Since Postgres 11:
From PostgreSQL 11, adding a column with a constant default value no longer means that each row of the table needs to be updated when the ALTER TABLE statement is executed. Instead, the default value will be returned the next time the row is accessed, and applied when the table is rewritten, making the ALTER TABLE very fast even on large tables.
However, if the default value is volatile (e.g., clock_timestamp()) each row will need to be updated with the value calculated at the time ALTER TABLE is executed. To avoid a potentially lengthy update operation, particularly if you intend to fill the column with mostly nondefault values anyway, it may be preferable to add the column with no default, insert the correct values using UPDATE, and then add any desired default as described below.

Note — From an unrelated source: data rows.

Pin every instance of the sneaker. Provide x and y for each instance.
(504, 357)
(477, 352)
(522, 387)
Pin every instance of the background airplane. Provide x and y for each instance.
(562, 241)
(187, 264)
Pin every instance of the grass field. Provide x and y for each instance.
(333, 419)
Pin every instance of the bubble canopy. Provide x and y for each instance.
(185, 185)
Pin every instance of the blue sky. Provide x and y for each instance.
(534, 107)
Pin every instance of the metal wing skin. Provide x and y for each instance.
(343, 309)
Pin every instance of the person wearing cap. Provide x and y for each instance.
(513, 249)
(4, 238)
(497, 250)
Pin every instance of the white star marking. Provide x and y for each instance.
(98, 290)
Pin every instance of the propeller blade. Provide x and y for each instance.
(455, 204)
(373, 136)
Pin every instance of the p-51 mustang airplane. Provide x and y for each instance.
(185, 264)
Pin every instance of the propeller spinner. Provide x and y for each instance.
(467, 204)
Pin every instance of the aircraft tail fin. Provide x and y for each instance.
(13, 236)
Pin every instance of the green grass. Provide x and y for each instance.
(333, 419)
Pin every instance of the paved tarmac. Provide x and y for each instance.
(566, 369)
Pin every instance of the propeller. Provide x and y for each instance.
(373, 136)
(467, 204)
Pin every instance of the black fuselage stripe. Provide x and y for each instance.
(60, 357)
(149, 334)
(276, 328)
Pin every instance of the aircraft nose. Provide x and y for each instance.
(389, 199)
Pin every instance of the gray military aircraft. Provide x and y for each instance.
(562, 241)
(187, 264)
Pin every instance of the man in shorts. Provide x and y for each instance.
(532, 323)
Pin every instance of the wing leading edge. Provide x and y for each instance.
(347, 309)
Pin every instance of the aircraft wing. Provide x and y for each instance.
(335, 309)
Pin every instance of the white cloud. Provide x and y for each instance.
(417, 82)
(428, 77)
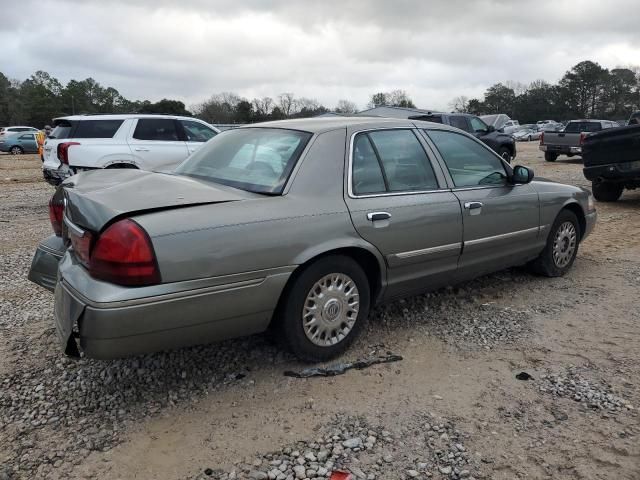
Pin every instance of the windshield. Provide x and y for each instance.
(579, 127)
(254, 159)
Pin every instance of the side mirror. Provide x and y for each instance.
(521, 175)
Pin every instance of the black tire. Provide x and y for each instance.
(505, 153)
(547, 263)
(289, 316)
(123, 165)
(607, 191)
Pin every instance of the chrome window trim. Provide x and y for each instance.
(386, 194)
(482, 240)
(430, 250)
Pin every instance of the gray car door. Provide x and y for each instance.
(399, 202)
(501, 221)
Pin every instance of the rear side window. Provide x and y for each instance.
(196, 131)
(459, 122)
(159, 129)
(97, 128)
(579, 127)
(470, 164)
(402, 164)
(62, 130)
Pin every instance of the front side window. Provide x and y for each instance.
(254, 159)
(196, 131)
(469, 162)
(158, 129)
(390, 161)
(97, 128)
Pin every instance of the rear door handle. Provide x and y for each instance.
(375, 216)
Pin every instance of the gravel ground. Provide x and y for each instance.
(430, 447)
(62, 418)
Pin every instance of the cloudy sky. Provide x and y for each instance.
(324, 49)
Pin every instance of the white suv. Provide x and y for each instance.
(148, 142)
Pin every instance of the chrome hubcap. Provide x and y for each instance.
(330, 309)
(564, 244)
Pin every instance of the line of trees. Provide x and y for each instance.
(587, 90)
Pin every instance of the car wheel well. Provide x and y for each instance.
(579, 213)
(365, 259)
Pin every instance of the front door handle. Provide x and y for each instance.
(472, 205)
(375, 216)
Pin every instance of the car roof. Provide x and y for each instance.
(326, 124)
(122, 116)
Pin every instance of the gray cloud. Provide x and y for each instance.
(328, 50)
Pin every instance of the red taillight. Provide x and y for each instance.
(123, 254)
(63, 151)
(81, 244)
(56, 211)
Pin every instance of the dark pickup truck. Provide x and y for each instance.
(612, 161)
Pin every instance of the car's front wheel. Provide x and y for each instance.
(607, 191)
(325, 308)
(562, 246)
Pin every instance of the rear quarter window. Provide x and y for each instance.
(579, 127)
(97, 128)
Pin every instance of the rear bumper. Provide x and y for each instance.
(165, 316)
(590, 223)
(561, 149)
(44, 266)
(618, 172)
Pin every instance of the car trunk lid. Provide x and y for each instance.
(95, 198)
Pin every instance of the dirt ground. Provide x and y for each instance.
(583, 331)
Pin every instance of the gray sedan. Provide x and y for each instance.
(300, 225)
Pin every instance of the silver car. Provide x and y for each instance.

No table rewrites are needed for either NOT NULL columns or nullable columns.
This can be shown by the following script:
SET client_min_messages=debug1;
CREATE TABLE foo AS SELECT a FROM generate_Series(1,1000000)a;
ALTER TABLE foo ADD COLUMN b int NULL;
ALTER TABLE foo ADD COLUMN c int NOT NULL DEFAULT 1234;
-- Only adding this column will require a rewrite. That's
-- because the default expression isn't mutable.
ALTER TABLE foo ADD COLUMN d int NOT NULL DEFAULT (random() * 10000)::int;
-- DEBUG: rewriting table "foo"
You can find where the rewriting table
string comes from ATRewriteTable
. If
you are profiling that function, you can drop a breakpoint where it sends this
debug information to check if your operation rewrites the table.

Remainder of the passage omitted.